On the other hand, when an insurance company has power to decide benefit claims it acts as a fiduciary under ERISA and the fiduciary exception to the attorney-client privilege applies, according to the Ninth Circuit Court of Appeals in Stephan v. Unum Life Ins. Co. In that case, the appeals court stated that there was no privilege applicable to the insurance company’s communications with its attorneys because the “duty of an ERISA fiduciary to disclose all information related to plan administration applies equally to insurance companies as to trustees.” The court noted that ERISA has broad disclosure requirements, and also requires employee benefit plans to afford a “reasonable opportunity to any participant whose claim for benefits has been denied for a full and fair review by the appropriate named fiduciary of the decision denying the benefits.” The court also pointed out that regulations implementing the statute require that, upon request, a claimant be provided information relevant to the claim for benefits.

The Case of Self-Funded Plans

As to self-funded plans, the practical effect of the fiduciary exception to the attorney-client privilege is this: those who work with or for the plan administrator must assume that, in the event of a benefit dispute, an attempt will be made to obtain communications that otherwise would be subject to the attorney-client privilege. These communications may come from in-house counsel or outside counsel. An employee claiming benefits may contend that such communications are properly part of the administrative record of his or her claim.

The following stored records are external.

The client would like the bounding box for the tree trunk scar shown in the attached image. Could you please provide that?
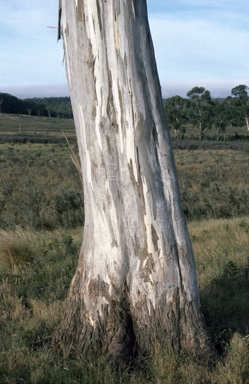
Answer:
[57,0,62,41]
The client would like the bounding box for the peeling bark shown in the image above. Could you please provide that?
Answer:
[56,0,214,360]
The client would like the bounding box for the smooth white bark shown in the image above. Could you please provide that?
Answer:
[58,0,212,360]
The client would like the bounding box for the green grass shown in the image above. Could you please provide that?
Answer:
[0,115,249,384]
[0,217,249,384]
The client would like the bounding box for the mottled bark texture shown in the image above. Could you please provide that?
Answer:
[57,0,214,359]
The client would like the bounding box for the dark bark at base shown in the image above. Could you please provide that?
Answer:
[54,273,135,363]
[54,272,216,364]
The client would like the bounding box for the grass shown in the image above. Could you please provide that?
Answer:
[0,217,249,384]
[0,114,249,384]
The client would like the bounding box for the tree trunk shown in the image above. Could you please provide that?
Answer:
[57,0,214,359]
[246,116,249,133]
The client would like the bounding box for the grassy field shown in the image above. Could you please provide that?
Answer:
[0,115,249,384]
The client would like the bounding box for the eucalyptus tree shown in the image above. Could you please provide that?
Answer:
[231,84,249,133]
[56,0,211,360]
[187,87,213,140]
[212,98,234,140]
[164,95,188,138]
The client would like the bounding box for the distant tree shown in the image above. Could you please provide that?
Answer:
[212,98,233,140]
[164,95,188,138]
[187,87,213,140]
[231,84,249,133]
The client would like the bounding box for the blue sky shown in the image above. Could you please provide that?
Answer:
[0,0,249,97]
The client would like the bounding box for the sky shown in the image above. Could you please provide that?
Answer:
[0,0,249,98]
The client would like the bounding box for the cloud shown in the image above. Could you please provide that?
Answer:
[150,5,249,94]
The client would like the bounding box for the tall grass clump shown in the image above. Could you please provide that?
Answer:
[0,228,36,269]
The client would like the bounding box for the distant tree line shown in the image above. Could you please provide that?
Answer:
[164,85,249,140]
[0,93,73,118]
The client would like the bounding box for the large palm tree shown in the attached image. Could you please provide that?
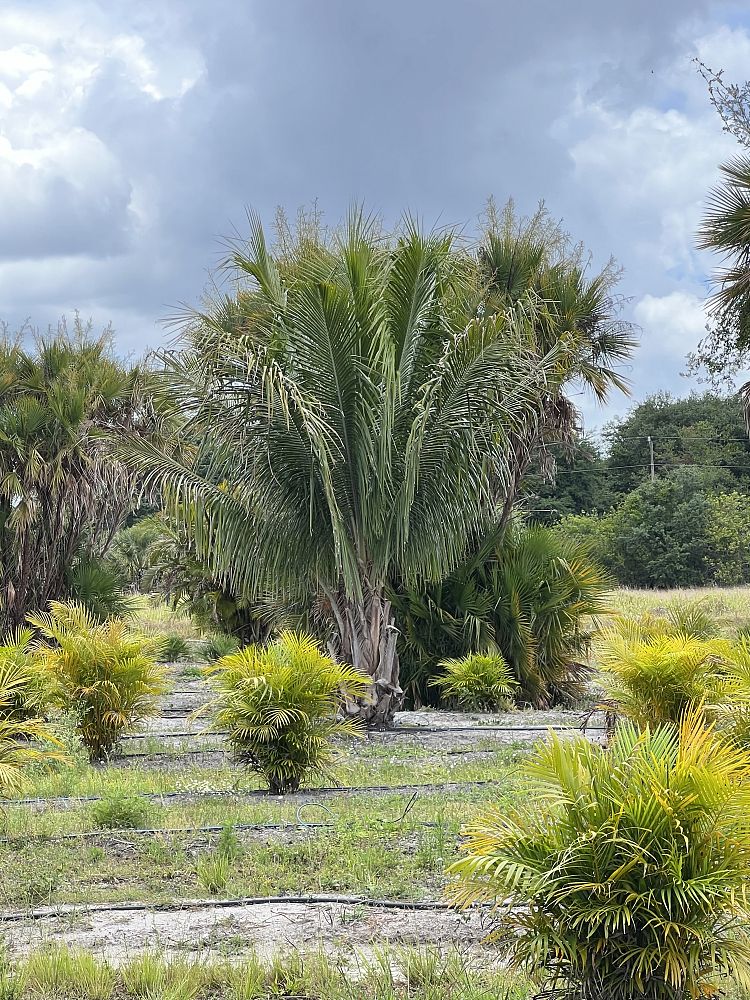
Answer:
[697,155,750,390]
[0,319,151,628]
[478,201,637,528]
[128,212,636,723]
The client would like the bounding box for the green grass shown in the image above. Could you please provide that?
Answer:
[0,946,532,1000]
[8,744,529,804]
[133,594,201,640]
[611,586,750,635]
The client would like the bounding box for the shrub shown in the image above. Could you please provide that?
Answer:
[0,629,53,722]
[430,653,518,711]
[204,632,370,795]
[598,625,725,727]
[198,632,240,663]
[91,793,152,830]
[395,524,610,708]
[450,714,750,1000]
[159,632,190,663]
[29,602,164,760]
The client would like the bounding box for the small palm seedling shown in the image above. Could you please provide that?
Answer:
[0,629,53,722]
[29,602,165,760]
[91,794,151,830]
[207,632,370,795]
[430,653,518,711]
[449,711,750,1000]
[597,623,728,728]
[0,719,68,797]
[0,632,68,796]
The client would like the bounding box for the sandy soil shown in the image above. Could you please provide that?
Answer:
[0,903,494,961]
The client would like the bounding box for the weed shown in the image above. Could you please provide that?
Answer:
[198,632,240,663]
[195,854,231,893]
[159,632,190,663]
[91,793,151,830]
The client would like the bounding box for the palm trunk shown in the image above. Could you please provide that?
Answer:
[327,588,404,726]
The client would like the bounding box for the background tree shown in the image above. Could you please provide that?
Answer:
[0,317,150,629]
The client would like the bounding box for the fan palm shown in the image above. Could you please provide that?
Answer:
[478,201,637,523]
[697,155,750,351]
[127,212,628,722]
[451,713,750,1000]
[0,320,154,628]
[395,523,610,707]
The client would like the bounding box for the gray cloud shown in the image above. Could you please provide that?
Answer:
[0,0,750,421]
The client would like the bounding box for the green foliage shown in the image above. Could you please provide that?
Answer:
[597,629,722,728]
[29,601,164,760]
[396,524,610,707]
[107,517,162,593]
[198,632,240,663]
[195,854,232,892]
[450,715,750,1000]
[430,653,518,711]
[143,506,277,655]
[0,317,153,630]
[600,392,750,498]
[559,468,750,589]
[128,205,634,721]
[91,794,152,830]
[159,632,190,663]
[204,632,369,794]
[67,558,138,621]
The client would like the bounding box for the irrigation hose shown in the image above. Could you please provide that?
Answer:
[0,895,464,924]
[3,778,501,808]
[0,792,438,844]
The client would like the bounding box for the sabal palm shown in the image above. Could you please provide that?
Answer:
[478,201,637,522]
[697,155,750,356]
[0,322,149,627]
[128,213,568,720]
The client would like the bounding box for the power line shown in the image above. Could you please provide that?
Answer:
[555,462,750,477]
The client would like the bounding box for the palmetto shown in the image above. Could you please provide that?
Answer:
[207,632,369,794]
[430,653,518,711]
[451,713,750,1000]
[396,522,611,707]
[28,601,165,760]
[0,321,151,628]
[128,212,632,722]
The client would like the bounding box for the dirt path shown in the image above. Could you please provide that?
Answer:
[0,903,494,961]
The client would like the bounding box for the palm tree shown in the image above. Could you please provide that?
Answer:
[478,200,637,528]
[0,318,148,628]
[696,155,750,390]
[127,212,632,723]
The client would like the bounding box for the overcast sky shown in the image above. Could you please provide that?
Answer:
[0,0,750,427]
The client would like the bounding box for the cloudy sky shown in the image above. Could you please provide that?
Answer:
[0,0,750,427]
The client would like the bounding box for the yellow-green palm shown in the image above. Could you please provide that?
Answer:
[207,632,369,794]
[28,601,165,760]
[450,713,750,1000]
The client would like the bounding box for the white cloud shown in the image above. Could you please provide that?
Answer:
[633,291,706,362]
[0,4,203,259]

In deciding whether the privilege applies, a court may examine the documents in camera (in chambers without disclosing them to the party seeking them until and unless a decision is made that the documents are subject to discovery). Some courts have said they must consider both the content of the documents and the context in which they were generated to make this decision. One factor the court may consider is whether the communication with an attorney was made before or after a benefit determination. It is more likely that the exception to the privilege will apply if the communication was made before the benefit determination.

In practical terms, it may be impossible to administer an employee benefit plan without guidance from in-house or outside counsel. The point is to be aware that there is an exception to the attorney-client privilege that applies when the employer or plan administrator is acting in a fiduciary capacity – that is, administering the plan in the most basic sense. Communications with counsel should be executed with the awareness that they may be subject to exposure to an employee-claimant. Both the attorney and the human resources professional should take note of the possibility of subsequent disclosure and govern themselves accordingly.